No one does this alone, although it may feel like it at times. Surrounding yourself with other entrepreneurial personalities is key and how you want to go about building out your team. But first and even more important is to connect with other founders. There are two types of founders, those who have done it before and those who are as fresh and new to the game as you. Both are equally important. 

The veteran founders will be great sounding boards for what to do and not to do based on wins and losses that they’ve already experienced. So don’t be afraid to solicit advice from these people. With that said, if they ask for stock in your company in order to have a cup of coffee, run. That’s not how this works. Well intentioned veterans of the start-up ecosystem will typically be happy to give some free advice just to help you not make the same mistakes they may have made. It’s a kind of “paying it forward” process. Don’t abuse them, but asking for 30 minutes every 6 months is not over-asking in my opinion. 
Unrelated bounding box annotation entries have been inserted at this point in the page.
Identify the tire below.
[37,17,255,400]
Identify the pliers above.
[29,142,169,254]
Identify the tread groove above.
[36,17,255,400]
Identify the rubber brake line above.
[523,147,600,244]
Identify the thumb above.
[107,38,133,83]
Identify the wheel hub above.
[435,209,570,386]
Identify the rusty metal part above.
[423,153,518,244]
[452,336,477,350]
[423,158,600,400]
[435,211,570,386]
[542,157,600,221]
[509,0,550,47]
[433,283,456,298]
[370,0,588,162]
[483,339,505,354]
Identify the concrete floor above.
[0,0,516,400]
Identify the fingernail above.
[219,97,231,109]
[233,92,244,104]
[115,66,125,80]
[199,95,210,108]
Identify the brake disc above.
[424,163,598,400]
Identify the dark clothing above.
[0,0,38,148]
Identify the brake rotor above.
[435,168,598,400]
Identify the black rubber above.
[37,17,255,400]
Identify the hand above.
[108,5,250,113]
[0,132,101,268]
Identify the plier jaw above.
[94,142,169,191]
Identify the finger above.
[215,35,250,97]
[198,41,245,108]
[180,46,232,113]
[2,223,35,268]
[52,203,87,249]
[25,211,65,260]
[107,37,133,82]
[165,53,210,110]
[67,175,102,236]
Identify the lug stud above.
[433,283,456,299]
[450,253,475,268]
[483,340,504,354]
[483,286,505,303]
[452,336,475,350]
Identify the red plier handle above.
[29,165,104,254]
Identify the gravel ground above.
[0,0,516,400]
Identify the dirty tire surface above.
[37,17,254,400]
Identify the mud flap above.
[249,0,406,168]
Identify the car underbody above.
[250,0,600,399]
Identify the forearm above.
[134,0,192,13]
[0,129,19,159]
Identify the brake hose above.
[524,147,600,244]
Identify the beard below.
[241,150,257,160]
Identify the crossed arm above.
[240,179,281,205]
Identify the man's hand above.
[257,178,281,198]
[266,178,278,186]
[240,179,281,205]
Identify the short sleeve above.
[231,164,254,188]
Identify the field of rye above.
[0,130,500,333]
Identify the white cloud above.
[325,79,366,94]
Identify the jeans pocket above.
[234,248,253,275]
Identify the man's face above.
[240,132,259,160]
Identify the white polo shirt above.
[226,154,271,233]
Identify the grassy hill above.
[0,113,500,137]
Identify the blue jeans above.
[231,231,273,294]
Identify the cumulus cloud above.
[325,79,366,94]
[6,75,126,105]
The newbies like yourself also provide a similar, and I would say, even more important role. Starting a company is hard. It can be lonely, tough on your family, and financially scary. It’s important to have at least a small group of people who can relate to what you’re trying to do and the struggles that come with it. Get together with them regularly to share stories and bounce ideas off one another. Not only will you be helping each other figure things out along the way, but you’ll also find some comfort knowing that you’re not the only crazy, overly optimistic person you know. Investors will tell you your idea won’t work. Friends will tell you what you’re doing is super cool, but they really won’t have any idea what you’re dealing with as they complain about their bosses and the PTO they’ve racked up for that vacation that you can’t even afford to think about right now, let alone take time off for.
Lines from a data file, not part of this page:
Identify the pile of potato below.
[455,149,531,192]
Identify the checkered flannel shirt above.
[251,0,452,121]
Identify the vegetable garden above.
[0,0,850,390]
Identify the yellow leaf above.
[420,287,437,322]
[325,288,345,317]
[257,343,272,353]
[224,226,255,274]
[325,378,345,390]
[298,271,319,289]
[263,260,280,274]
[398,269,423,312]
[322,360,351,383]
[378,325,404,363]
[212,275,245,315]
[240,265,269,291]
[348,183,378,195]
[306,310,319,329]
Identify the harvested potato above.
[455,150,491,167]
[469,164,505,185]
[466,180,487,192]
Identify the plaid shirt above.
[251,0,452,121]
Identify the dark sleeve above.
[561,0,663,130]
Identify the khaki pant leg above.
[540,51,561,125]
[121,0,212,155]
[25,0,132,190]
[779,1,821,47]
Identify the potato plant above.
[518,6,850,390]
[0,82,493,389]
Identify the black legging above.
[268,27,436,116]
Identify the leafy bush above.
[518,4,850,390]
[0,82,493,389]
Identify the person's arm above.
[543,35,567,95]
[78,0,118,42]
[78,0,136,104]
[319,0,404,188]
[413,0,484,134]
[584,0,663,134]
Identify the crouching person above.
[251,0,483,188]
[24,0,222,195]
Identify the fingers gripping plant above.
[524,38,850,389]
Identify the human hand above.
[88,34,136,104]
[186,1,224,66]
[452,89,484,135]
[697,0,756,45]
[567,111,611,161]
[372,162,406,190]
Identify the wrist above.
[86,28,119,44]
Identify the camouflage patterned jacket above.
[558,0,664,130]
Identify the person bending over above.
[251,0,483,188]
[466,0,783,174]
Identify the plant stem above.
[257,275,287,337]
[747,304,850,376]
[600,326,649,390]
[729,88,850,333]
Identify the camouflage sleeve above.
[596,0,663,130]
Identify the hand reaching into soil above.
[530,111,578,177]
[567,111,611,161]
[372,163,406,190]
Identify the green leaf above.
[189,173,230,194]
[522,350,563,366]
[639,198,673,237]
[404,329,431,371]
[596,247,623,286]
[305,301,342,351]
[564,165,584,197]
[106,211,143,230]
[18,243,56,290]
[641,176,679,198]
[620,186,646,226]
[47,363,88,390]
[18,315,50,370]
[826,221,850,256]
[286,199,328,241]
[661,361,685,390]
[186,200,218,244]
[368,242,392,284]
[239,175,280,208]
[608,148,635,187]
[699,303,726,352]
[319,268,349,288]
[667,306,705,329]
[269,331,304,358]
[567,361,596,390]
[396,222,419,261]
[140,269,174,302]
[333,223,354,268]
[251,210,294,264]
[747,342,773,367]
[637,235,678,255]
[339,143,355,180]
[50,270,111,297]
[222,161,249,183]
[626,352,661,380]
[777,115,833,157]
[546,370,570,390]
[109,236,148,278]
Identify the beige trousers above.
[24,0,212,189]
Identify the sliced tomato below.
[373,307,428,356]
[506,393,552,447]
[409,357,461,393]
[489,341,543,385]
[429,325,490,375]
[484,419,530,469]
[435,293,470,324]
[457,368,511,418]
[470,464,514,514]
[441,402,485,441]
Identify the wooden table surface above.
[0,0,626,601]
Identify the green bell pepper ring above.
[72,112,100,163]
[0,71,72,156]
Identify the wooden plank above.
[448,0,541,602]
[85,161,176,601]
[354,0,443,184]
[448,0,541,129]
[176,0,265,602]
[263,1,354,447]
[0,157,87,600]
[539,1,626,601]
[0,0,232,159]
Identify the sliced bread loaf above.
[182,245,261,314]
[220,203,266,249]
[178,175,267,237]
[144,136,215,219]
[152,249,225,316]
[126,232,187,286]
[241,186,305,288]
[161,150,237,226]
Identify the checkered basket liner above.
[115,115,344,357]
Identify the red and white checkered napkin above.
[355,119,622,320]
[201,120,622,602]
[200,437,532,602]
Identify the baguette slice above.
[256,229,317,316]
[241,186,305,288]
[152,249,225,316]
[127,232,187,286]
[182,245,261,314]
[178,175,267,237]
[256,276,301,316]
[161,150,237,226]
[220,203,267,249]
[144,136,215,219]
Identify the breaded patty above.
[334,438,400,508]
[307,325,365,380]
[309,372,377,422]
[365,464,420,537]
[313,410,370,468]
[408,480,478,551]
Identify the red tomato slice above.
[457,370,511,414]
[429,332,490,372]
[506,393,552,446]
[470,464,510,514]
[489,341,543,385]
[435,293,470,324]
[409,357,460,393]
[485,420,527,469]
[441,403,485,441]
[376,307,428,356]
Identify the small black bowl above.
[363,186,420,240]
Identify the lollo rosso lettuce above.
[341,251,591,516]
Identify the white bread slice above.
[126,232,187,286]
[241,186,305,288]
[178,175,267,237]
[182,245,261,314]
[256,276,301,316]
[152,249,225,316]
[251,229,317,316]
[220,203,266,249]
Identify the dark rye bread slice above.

When I decided to launch my first start-up, which was eventually acquired by Johnson & Johnson, I was lucky enough to have a friend and mentor who had done it before. He had started a previous startup and eventually benefited from a successful acquisition. Having the ability to make that phone call periodically saved me a ton of time and frustration. He helped me morph the idea into a slide deck and strategy that eventually resonated with investors. Not right away, of course. The first twenty or so investors all turned me down and said they didn’t see the value in what I was building. And, man, is it hard to ignore those voices as you keep pushing forward. Having him there to remind me that this reaction was normal and just part of the process saved me a lot of sleepless nights.

Why do you think OEN has an important role to play in this entrepreneurial community?

One of the best ways to gain access to these mentors in your community is to join OEN and take advantage of all the connections and support that they provide. You will meet other fellow start-up founders trying to figure things out, and you’ll also be able to lean on OEN for introductions to mentors that may have some experience in your area of interest. These resources will be invaluable, not to mention the friendships you’ll develop along the way. I believed so much in what OEN has to offer to our community that I accepted an invitation to be on the board for two years after my first company was acquired. I resigned from the board at that time, only because I had decided to start my new company and head off on this crazy journey again. 

What would people be surprised to know about you?

If you Google my name, you’ll probably find more about my short lived country music career than you will about my start-up experiences. And yes, the guy you’ll find sporting the dark goatee along with a head of hair is me before I decided to launch my first start-up.